In the 1980s, the release of a new Eddie Murphy movie was an event. Aside from Michael Jackson, Murphy was, for a period of time, the most famous person in America.
His SNL skits, his stand-up specials and, more than anything else, his initial run of films captured a massive cross-section of American viewers in a way we’d not really seen before.
Everybody liked Eddie. Men and women. White and black. Educated and uneducated. Rich and poor. Old and young. If there’s one thing everyone seemed to agree on, it was that Murphy was the funniest person alive.
The phenomenon that was 1980s Eddie Murphy is documented in the opening segments of his 1987 stand-up special/documentary hybrid film, Raw, in which we see footage of the Michael Jackson-like fandom Eddie saw everywhere he went. That film is now available on Netflix, but that’s not the big news this week.
This past Friday, Amazon Prime released Coming 2 America, a not-terrible sequel to Eddie’s 1988 classic, Coming to America. If you like the original, I think 2 is worth checking out, albeit with the slightest of expectations.
This is where Murphy lives now, in the past, visiting his old hits. In addition to his return to Zamunda, Murphy will be returning to the Beverly Hills Cop franchise to reprise his role as Axel Foley. He recently returned to SNL and is about to start filming Triplets, a sequel to Ivan Reitman’s 1988 comedy classic Twins.
If I had my wish, Murphy would be working with P.T. Anderson, Spike Lee, Quentin Tarantino, or even David O. Russell. But that’s not what Murphy does. He doesn’t pick his projects by who is directing them, he picks them by how strongly the script serves his skill set. If anything, it’s been suggested that since his initial run in the ’80s, when he worked with a number of great filmmakers, Murphy stays away from big-name directors.
Why? Most suggest it’s an ego thing. If one of his films is successful, it needs to be because of Murphy, not because of anyone else. Looking over his IMDb page with that filter is the only way I can make sense of his career after 1989.
And, ups and downs aside, what a career it’s been.

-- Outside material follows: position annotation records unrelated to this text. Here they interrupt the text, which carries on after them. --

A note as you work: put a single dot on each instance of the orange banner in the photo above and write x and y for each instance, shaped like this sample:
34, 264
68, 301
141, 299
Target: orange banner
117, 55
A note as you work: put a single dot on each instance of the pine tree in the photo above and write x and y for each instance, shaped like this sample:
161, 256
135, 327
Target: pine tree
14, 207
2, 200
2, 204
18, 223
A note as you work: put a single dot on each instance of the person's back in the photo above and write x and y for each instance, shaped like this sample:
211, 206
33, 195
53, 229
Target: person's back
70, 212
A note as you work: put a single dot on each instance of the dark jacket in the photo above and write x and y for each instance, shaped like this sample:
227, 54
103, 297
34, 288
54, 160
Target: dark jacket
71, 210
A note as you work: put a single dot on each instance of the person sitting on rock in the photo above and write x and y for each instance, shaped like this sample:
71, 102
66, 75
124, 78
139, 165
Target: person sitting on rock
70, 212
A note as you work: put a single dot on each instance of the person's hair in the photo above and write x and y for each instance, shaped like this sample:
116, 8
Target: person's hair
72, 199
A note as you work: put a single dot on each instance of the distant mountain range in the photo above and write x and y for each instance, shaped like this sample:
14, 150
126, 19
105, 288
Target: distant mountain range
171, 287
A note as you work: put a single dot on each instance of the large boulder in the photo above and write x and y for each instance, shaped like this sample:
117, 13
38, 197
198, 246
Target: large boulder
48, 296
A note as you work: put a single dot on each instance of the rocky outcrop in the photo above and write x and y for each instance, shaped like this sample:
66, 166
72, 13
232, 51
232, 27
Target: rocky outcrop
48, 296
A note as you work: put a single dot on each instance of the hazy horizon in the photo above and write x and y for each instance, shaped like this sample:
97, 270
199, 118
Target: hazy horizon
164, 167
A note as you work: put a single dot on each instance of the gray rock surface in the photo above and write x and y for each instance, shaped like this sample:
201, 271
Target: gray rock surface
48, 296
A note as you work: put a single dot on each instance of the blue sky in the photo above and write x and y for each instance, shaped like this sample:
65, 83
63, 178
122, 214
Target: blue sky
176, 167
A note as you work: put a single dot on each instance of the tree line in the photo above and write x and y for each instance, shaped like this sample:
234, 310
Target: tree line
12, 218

Murphy is mostly thought of as a star of the ’80s, but in actuality, he’s kinda sorta been a constant in our lives since 1980, if mostly as the voice of Donkey from the Shrek movies for the last 20 years.
And now we’ve landed where we so often have during the cinema void that has been the Covid-era: Listville. That’s right, an Eddie Murphy Top 10. How could I resist?
1. Beverly Hills Cop 2 (Director: Tony Scott)
2. 48 Hrs. (Director: Walter Hill)
3. Beverly Hills Cop (Director: Martin Brest)
4. Trading Places (Director: John Landis)
5. Dolemite Is My Name (Director: Craig Brewer)
6. Coming to America (Director: John Landis)
7. Bowfinger (Director: Frank Oz)
8. Life (Director: Ted Demme)
9. Boomerang (Director: Reginald Hudlin)
10. The Nutty Professor (Director: Tom Shadyac)
Nope, I didn’t include any of the Shrek films and nope, I didn’t include Dreamgirls.
But that’s not the problem with this list. The issue is that most of these films are over 30 years old now.
In the same way I wish Tom Cruise would stop doing action films and start doing dramas with auteurs again, I wish Murphy would put his trust into great filmmakers again, like he did when he worked with Walter Will, Martin Brest, and Tony Scott.
But, for now, we get Coming 2 America and Triplets, essentially remakes of films that don’t need to be remade.
C’mon, Eddie, get it together. Give us one last run.